While Amazon is the catalyst that sparked a change in the way you shop for goods, COVID-19 was the event that sparked a tech-forward mindset in the property management industry. Shifting consumer demands as Gen Z aged into the rental market, alongside a need for automation in the leasing process, ushered in the adoption of leasing software. At the same time, record low interest rates made it easy for buyers to purchase investment properties. According to Redfin, demand for second homes was up 92% in January, 2021 compared to pre-pandemic levels. With property managers seeing a jump in new clients, streamlined leasing operations were a must.
Another parallel lies in consolidation. The property management landscape has seen an uptick in acquisitions, while to less of a degree than e-commerce giants like Amazon. Instead of catering directly to property owners, large institutional property management companies have started to absorb the portfolios of smaller, family-owned businesses. With more capital to spend, these institutional portfolios have spurred a trend of renovating to include smart home devices and other features that tech-savvy young renters seek out.

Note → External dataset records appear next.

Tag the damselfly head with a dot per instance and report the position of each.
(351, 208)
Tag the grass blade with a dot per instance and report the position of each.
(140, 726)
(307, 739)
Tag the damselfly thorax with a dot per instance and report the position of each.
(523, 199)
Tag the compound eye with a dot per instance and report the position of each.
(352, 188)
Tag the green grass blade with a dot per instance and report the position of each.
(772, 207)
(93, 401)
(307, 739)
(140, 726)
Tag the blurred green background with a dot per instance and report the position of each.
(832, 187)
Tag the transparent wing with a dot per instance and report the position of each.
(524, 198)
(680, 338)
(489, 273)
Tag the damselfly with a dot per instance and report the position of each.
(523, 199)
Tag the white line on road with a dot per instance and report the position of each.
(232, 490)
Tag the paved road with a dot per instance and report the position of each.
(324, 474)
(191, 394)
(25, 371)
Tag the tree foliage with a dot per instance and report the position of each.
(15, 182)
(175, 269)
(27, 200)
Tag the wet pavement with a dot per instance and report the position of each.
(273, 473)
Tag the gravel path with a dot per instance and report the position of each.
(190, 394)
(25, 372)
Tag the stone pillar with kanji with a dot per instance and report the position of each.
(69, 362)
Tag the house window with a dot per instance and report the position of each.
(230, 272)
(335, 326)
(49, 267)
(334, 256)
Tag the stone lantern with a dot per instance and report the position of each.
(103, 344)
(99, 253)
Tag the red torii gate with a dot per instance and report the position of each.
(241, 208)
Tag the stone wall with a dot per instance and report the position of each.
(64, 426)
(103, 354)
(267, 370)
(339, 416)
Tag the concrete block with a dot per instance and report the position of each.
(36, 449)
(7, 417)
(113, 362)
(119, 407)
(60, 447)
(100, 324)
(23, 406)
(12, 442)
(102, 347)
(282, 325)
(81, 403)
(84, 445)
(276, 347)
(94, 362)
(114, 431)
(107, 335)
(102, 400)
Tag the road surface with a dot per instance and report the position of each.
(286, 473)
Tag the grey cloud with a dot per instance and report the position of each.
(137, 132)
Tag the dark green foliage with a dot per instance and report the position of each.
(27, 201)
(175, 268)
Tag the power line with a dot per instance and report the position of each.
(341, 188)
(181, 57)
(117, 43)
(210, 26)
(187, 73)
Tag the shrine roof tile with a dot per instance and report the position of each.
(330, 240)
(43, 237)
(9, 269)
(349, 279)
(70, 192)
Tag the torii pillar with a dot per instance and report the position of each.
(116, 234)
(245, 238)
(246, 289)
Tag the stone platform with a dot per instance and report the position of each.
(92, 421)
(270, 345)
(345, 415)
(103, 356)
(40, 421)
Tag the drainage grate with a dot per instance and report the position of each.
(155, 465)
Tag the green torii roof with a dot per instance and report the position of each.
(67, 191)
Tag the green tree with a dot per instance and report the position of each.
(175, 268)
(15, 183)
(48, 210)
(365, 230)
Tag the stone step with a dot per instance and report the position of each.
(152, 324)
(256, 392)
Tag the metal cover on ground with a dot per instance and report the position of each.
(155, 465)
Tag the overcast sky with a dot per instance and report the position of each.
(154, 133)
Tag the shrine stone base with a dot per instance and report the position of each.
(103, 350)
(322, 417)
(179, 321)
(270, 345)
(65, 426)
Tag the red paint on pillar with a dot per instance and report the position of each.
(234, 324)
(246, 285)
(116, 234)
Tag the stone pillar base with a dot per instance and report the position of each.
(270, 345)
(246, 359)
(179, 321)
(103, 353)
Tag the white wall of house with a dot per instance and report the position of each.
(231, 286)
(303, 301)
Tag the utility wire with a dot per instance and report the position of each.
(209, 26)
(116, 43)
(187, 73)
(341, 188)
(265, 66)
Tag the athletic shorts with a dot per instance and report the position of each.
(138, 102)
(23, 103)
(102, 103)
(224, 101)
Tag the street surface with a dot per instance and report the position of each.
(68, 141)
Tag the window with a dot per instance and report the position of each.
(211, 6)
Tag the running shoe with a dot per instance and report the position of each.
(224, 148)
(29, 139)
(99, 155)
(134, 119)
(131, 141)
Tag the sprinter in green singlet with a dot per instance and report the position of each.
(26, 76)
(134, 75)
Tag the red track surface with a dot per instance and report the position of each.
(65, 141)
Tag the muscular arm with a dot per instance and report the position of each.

With renting gaining popularity in recent years, coliving, specifically in the single-family rental market, has seen a modern emergence as more renters are opting to live with roommates. According to Common, a coliving unit costs, on average, 15% to 20% less than renting a studio unit in the same market. Companies like Bungalow have been early adopters of this trend, converting much of their single-family portfolio into shared homes.
The Resilience of the Industry
Compared to the beginning of the last decade, property and asset management operations are unrecognizable. The adoption of new technologies to cater to an ever-changing consumer base has streamlined leasing operations and has led to the consolidation of smaller, family-owned companies, into institutional portfolios. Fundamental changes to the leasing process has made the housing search easier to navigate, while technologies like self-showings and alternative screening options have made housing more accessible. As the industry looks toward the future, proptech is constantly innovating to provide owners, managers, and renters with a seamless leasing and tenancy experience.